Prácticamente ya está en Madrid: con restricciones, pantallas de avisos y la información que nos han ido dando poco a poco. Cuando Biden llegue, acompañado en cada desplazamiento por 50 vehículos, más de uno vamos a verlo y hasta tomar una foto porque el espectáculo está garantizado.

Que la OTAN es más que militares y políticos es obvio, aunque con la guerra en Europa pensemos más en su participación en conflictos armados y, al fin y al cabo, sus guerras son lo más visible, polémico y noticioso.

La OTAN tiene una importante vertiente de relaciones internacionales, de estrategia mundial y diplomacia que, en general, poco vemos en los medios. Hace años, en un evento conjunto con el Real Instituto Elcano, conversé con uno de sus responsables.
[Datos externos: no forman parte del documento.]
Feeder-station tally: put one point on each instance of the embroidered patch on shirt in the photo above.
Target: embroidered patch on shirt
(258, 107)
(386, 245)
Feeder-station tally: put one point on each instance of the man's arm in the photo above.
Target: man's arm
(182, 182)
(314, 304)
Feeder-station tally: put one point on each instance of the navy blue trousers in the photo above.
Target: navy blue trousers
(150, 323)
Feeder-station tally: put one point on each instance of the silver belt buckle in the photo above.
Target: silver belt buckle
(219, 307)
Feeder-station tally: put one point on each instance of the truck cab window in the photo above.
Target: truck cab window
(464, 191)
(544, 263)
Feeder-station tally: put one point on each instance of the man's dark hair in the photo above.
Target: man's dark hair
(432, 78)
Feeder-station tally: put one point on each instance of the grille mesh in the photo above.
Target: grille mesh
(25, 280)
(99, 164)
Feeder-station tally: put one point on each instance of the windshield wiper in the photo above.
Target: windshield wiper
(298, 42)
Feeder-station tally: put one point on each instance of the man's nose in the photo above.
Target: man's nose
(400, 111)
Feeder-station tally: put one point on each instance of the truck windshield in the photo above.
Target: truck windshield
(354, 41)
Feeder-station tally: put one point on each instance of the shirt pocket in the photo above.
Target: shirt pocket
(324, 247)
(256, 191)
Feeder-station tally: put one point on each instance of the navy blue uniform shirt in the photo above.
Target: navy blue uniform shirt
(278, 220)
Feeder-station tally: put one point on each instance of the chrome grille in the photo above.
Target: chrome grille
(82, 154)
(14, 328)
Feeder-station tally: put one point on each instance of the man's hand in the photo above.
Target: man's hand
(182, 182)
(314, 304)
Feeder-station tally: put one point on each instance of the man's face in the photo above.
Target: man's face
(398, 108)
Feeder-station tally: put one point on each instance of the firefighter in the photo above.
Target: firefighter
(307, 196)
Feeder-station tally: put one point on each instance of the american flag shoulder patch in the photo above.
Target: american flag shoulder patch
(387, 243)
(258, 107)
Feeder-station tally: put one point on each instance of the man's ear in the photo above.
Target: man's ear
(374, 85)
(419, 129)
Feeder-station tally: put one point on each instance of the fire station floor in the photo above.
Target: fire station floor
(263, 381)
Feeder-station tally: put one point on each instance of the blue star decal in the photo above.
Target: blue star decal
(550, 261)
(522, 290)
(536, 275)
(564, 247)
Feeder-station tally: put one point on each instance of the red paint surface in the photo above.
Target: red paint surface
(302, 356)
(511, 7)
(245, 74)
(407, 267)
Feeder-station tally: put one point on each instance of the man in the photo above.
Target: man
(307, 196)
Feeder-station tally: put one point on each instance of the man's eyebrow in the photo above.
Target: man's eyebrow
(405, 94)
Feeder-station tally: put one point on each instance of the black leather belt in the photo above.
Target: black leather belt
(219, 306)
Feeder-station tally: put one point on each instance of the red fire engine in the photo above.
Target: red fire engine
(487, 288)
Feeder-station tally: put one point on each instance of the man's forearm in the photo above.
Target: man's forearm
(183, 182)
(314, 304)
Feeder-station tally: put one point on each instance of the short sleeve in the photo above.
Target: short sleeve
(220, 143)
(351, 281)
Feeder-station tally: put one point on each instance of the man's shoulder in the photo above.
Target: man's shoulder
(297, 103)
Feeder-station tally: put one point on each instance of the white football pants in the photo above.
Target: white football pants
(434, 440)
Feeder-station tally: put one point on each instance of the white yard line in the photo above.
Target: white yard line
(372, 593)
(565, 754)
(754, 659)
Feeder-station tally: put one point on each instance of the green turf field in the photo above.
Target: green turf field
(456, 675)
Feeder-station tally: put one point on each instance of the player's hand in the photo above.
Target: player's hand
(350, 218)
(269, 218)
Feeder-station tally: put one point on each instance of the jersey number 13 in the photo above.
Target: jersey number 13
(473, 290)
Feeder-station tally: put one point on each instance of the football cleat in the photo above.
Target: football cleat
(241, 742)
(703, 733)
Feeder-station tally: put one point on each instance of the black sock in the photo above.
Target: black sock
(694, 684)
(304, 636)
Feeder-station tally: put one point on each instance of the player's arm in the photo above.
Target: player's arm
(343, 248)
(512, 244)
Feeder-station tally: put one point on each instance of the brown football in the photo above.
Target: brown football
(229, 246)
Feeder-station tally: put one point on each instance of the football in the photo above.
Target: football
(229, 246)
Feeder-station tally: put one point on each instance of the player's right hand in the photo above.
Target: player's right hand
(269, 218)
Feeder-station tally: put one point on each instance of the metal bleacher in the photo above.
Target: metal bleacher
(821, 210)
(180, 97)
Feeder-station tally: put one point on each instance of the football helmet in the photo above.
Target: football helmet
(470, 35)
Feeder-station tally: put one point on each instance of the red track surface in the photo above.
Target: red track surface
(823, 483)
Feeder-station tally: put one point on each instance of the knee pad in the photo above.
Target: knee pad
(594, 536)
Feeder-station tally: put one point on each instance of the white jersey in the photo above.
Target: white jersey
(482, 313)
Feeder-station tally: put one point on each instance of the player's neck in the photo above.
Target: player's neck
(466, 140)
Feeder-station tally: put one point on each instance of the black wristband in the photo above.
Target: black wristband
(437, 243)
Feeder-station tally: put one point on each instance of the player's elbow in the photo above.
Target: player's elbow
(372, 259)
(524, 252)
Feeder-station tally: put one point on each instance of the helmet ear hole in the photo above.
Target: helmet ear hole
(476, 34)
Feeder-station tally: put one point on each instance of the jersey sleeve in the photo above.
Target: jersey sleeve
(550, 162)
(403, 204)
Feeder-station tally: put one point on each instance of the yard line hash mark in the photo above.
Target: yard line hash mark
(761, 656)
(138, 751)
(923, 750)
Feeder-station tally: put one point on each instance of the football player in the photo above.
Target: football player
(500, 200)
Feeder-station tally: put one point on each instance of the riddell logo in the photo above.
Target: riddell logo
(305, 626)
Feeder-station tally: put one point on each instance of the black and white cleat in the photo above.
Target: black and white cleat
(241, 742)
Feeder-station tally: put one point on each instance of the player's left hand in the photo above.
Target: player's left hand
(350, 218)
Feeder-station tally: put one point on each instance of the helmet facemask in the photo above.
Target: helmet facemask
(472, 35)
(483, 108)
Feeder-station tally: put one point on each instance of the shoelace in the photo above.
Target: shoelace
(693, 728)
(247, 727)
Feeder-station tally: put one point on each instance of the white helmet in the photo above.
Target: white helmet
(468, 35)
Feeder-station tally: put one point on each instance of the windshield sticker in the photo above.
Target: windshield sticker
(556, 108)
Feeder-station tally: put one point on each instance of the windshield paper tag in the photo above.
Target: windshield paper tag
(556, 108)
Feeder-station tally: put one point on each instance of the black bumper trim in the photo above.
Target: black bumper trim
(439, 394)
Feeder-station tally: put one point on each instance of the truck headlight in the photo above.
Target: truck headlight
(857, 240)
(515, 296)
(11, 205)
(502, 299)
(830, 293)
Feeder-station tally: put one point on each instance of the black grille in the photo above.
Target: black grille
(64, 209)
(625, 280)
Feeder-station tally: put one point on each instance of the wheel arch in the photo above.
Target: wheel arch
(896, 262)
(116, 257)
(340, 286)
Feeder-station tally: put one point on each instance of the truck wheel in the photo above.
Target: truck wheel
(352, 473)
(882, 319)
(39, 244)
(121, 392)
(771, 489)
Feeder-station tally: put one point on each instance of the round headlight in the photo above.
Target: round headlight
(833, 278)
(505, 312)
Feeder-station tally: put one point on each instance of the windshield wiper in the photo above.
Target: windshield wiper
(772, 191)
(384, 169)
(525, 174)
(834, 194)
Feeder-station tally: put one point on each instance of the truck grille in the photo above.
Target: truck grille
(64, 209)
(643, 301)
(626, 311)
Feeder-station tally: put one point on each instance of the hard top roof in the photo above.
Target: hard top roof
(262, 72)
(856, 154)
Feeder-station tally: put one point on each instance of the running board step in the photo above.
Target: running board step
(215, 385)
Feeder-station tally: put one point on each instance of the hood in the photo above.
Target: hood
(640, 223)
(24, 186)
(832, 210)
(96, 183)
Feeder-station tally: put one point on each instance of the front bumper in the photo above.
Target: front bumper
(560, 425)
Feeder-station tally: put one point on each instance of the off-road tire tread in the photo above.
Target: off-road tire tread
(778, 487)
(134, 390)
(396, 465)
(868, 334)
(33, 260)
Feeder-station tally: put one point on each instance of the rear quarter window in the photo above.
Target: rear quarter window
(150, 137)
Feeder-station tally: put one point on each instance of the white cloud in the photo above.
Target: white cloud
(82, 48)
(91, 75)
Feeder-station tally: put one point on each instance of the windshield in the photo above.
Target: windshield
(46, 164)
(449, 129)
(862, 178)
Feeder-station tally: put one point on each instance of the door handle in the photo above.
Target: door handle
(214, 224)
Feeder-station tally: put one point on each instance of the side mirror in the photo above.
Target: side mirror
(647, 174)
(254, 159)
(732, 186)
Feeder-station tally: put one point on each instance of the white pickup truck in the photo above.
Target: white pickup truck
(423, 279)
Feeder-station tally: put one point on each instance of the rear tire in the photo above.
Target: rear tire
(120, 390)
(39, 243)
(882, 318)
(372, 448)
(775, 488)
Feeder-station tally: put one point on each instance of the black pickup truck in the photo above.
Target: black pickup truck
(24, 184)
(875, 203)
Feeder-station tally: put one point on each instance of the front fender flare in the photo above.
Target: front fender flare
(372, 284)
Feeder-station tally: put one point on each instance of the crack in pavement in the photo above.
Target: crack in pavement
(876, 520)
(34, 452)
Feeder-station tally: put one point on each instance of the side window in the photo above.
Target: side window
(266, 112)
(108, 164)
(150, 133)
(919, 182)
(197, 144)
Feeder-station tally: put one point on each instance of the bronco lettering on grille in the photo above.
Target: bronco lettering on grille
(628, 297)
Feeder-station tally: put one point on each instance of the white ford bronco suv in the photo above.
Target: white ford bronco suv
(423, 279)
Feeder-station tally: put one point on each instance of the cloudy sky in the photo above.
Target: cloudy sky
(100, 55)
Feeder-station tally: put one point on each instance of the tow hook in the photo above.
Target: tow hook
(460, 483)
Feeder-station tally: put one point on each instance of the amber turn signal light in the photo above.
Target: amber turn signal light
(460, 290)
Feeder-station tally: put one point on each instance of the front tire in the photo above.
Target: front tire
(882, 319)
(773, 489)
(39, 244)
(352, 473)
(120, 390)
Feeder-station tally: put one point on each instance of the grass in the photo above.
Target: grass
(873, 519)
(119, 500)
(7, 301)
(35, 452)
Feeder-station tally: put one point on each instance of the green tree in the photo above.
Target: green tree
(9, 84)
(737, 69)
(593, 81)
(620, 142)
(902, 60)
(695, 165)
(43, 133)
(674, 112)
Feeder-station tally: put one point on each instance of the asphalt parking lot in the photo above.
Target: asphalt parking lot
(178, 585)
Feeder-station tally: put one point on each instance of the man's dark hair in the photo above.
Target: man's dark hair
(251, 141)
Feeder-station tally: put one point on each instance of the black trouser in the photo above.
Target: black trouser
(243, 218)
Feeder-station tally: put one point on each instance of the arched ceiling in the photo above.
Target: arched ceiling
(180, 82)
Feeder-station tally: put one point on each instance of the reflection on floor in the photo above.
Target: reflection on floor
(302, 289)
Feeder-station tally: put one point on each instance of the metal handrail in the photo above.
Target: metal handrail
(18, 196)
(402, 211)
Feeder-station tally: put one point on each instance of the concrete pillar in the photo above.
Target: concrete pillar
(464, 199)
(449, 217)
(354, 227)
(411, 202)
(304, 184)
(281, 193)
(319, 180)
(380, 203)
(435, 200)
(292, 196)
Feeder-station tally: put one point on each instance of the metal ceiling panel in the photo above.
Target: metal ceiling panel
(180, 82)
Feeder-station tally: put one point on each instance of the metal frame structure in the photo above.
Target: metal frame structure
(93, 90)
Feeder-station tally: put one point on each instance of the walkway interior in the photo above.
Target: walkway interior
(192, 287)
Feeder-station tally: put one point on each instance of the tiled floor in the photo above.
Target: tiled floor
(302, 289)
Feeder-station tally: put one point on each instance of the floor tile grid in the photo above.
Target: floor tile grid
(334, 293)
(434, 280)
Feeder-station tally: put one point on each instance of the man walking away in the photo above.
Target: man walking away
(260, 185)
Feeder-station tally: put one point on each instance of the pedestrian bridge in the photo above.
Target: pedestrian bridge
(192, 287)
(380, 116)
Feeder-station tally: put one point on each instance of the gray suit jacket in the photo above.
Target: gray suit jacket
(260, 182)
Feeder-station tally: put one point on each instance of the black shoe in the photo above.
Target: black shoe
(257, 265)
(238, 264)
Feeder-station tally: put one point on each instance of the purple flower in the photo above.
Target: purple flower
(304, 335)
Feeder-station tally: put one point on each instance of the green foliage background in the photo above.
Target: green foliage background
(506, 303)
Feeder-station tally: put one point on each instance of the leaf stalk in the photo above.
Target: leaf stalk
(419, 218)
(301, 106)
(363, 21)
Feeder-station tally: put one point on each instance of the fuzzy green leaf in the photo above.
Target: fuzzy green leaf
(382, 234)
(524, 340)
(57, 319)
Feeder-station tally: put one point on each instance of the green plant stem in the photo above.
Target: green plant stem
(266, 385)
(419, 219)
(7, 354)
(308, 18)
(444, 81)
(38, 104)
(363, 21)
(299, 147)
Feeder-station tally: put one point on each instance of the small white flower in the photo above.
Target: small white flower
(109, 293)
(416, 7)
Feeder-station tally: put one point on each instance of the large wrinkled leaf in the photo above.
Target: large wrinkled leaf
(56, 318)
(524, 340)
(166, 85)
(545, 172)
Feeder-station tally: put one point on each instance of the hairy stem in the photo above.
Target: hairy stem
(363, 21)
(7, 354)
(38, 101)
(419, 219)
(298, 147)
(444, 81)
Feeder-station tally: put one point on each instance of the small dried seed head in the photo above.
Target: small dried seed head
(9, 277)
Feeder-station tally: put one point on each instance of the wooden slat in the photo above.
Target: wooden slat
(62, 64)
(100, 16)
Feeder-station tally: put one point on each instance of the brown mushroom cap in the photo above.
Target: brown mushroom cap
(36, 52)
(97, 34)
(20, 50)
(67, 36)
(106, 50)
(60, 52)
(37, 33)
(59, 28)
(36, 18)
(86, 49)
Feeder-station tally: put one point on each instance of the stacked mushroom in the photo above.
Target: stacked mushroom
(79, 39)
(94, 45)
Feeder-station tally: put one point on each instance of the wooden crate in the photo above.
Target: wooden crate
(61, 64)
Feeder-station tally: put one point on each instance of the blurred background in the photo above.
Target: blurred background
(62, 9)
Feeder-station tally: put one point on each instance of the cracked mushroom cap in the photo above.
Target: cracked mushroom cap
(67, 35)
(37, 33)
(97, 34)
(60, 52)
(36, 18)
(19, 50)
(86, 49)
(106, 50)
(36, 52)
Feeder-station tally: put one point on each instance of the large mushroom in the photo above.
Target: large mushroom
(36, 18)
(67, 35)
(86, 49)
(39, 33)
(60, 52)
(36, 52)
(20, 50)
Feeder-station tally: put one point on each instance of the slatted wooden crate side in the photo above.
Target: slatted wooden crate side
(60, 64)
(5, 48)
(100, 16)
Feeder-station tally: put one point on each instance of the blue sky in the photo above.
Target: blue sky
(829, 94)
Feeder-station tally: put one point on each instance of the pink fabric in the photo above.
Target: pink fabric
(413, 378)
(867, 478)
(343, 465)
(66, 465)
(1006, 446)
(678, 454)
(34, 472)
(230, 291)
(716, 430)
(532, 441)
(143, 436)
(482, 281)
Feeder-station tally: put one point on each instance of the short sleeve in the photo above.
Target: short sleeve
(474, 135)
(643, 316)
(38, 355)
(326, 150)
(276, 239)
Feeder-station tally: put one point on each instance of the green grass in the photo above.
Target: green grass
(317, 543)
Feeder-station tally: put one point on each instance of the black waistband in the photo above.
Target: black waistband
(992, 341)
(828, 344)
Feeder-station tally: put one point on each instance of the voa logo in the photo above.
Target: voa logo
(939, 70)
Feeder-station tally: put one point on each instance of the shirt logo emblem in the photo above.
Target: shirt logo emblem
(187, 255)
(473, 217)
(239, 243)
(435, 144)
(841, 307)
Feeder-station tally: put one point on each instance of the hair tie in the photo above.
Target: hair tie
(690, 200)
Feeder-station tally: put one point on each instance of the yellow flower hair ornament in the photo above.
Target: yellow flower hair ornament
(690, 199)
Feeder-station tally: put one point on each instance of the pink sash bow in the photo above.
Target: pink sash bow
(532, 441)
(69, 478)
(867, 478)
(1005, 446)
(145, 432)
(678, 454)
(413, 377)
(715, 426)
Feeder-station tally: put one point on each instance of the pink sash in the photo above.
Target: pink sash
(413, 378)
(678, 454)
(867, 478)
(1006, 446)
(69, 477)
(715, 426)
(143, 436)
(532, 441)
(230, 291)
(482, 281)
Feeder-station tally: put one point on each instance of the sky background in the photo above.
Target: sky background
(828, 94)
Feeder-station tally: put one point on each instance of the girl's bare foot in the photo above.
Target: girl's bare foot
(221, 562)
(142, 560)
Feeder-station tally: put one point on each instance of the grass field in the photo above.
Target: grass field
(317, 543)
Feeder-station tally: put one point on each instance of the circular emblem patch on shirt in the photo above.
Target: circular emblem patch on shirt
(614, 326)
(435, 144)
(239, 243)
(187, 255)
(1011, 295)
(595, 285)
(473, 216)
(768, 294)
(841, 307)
A mi juicio, todo un diplomático, y cultivado como la mayoría.

No les comento esto porque esté orgullosa de que la OTAN se reúna en Madrid justo en estos momentos, pero así lo dijo esta semana hasta Rita Maestre, admirando al gran poder mundial en su carrera por la alcaldía de la capital.

Como estamos dentro de la OTAN desde hace 40 años, y no es nada nuevo, lo que me sugiere la primera gran reunión en Madrid es la escenificación del supuesto maridaje entre las armas y las letras. Como aquel famoso encuentro entre Goethe y Napoleón (1808), del que nos hicimos eco en el programa de radio que dedicamos al gran escritor.

El emperador era un gran lector y exclamó ante el viejo poeta: «¡He aquí a un hombre!». Mantuvieron una larga conversación sobre libros, autores e historia. Y el alemán más tarde escribiría: «He visto a Napoleón; es imposible ser más grande».

Seguramente las letras ya no tengan esa capacidad de verse con las armas, o quizás sí y nos encontremos con alguna sorpresa en esta macro reunión. De hecho entre otros lugares ya se ha anunciado el cierre del Museo del Prado. Eso nos han comunicado, solo eso. Porque imagínense cómo va la comunicación interna y externa en estos eventos.

En todo caso, aunque se ponga un broche cultural, lo que está claro, al menos para mí, es que la cultura tiene cada vez menos peso. Me explico, antes de que llegue la OTAN, he pensado que estaría bien comentar las dos reuniones sobre Cultura a las que tuve el placer de asistir esta semana en Madrid.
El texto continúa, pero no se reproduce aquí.